Trials were held in five divisions: Mine Rescue Problem, BG-4 Benchman’s Contest, BG-174 Benchman’s Contest, First Aid and Multi-Gas Instrument.
The eight US teams came primarily from Kentucky, New Mexico and Missouri.
Lafarge Limestone Raiders won the Mine Rescue division, followed by WIPP (Waste Isolation Pilot Project) Blue Team, Carmeuse Maysville Raiders, Mississippi Line and Doe Run Maroon Team.
In the BG-4 Benchman’s Contest, the top three placers in order were Doe Run Gray Team, Lafarge Limestone Raiders and WIPP Blue Team. The BG-174 Bench has Doe Run Maroon Team as tops, followed by host UMR’s Gold Team and Mississippi Lime.
WIPP Blue team took the gold in First Aid, while second went to Carmeuse Maysville Raiders and third to Intrepid. Tops in the Multi-Gas Instrument division was Lafarge Limestone Raiders, with UMR Gold Team and Doe Run Gray Team in second and third.
UMR and MSHA share the sentiment that having the annual competition is vital to the growth of the mine teams professionally, and the fact that it is held underground keeps the contests as true-to-life as possible.

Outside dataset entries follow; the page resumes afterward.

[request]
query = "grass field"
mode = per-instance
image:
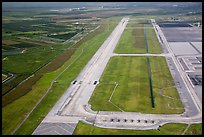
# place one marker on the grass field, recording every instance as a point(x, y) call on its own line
point(133, 92)
point(4, 77)
point(10, 121)
point(167, 129)
point(133, 39)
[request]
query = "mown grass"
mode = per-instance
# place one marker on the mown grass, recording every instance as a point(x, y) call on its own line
point(194, 129)
point(10, 121)
point(133, 91)
point(153, 43)
point(167, 129)
point(133, 39)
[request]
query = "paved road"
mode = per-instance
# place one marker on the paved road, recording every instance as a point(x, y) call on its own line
point(73, 105)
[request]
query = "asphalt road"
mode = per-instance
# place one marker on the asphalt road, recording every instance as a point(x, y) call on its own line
point(73, 105)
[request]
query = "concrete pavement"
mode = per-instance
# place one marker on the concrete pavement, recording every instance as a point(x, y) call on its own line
point(73, 105)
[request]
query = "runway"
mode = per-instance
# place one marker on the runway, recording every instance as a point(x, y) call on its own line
point(73, 105)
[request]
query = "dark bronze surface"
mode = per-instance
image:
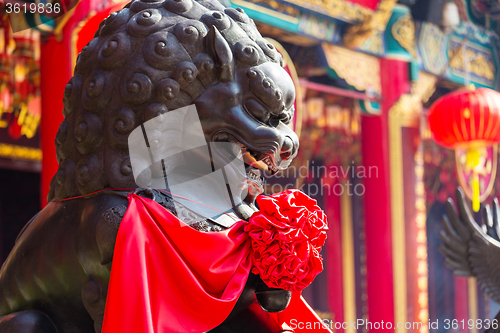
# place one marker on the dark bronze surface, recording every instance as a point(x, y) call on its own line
point(471, 249)
point(146, 59)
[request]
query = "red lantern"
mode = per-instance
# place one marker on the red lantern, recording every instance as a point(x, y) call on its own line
point(469, 120)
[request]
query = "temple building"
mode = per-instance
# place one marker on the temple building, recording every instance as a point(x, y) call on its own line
point(366, 73)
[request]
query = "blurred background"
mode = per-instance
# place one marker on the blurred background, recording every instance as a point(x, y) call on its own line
point(366, 73)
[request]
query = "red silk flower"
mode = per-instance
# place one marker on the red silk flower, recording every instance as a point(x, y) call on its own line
point(287, 235)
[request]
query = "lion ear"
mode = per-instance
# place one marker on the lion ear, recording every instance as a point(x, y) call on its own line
point(223, 55)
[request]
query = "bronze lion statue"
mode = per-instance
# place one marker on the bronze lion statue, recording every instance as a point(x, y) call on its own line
point(145, 60)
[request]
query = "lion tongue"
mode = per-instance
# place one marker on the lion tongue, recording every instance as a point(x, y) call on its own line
point(250, 160)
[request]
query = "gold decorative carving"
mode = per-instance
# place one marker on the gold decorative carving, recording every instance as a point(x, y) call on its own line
point(480, 62)
point(357, 35)
point(404, 32)
point(339, 9)
point(409, 106)
point(279, 6)
point(360, 70)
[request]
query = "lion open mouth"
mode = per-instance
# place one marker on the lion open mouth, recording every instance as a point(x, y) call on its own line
point(256, 163)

“This contest is unique in that it is conducted in an underground environment, which would be more closely aligned in what would be expected in a real-life situation,” said MSHA deputy assistant secretary Bob Friend.
“Being underground makes perfect use of miners’ lamps and the equipment which they would use in an underground rescue or recovery activity.”
UMR chair for the Department of Mining and Nuclear Energy, Larry Grayson, agreed that the realism the experimental mine allows for is a much better way to draw on miners’ skills – and it showed in the results.
“The Mine Safety and Health Administration always devises challenging problems, which require rule-based discipline in solving a problem, special anticipation of what the clues mean in the broad context of the overall situation, and innovative actions for carrying out exploration so that team safety is preserved while survivors are rescued safely,” Grayson said.
“The top teams performed extremely well in solving a very tough problem this year, which involved bad roof conditions, high methane readings, and some inundation.”
Additionally, he said, the teams learn new, vital techniques and skills from every competition they complete in such a realistic environment, information which carries over to the members of UMR’s mining engineering program.
“The most important aspect of the mine rescue contest is competition under pressure, which sharpens the teams’ skills periodically to better respond to potential disasters,” said Grayson.
“The UMR students pick up a unique set of skills among mining engineering students in the US.”
The development of the UMR team which competed made an impact on MSHA from a safety perspective as the industry moves into the future with a close eye on health and safety issues.
“With UMR putting a team together, it speaks volumes,” said Friend.
“They are obviously teaching their mining engineering students safety with the mine rescue teams, and that bodes well for the future of people who will one day be running the mines.”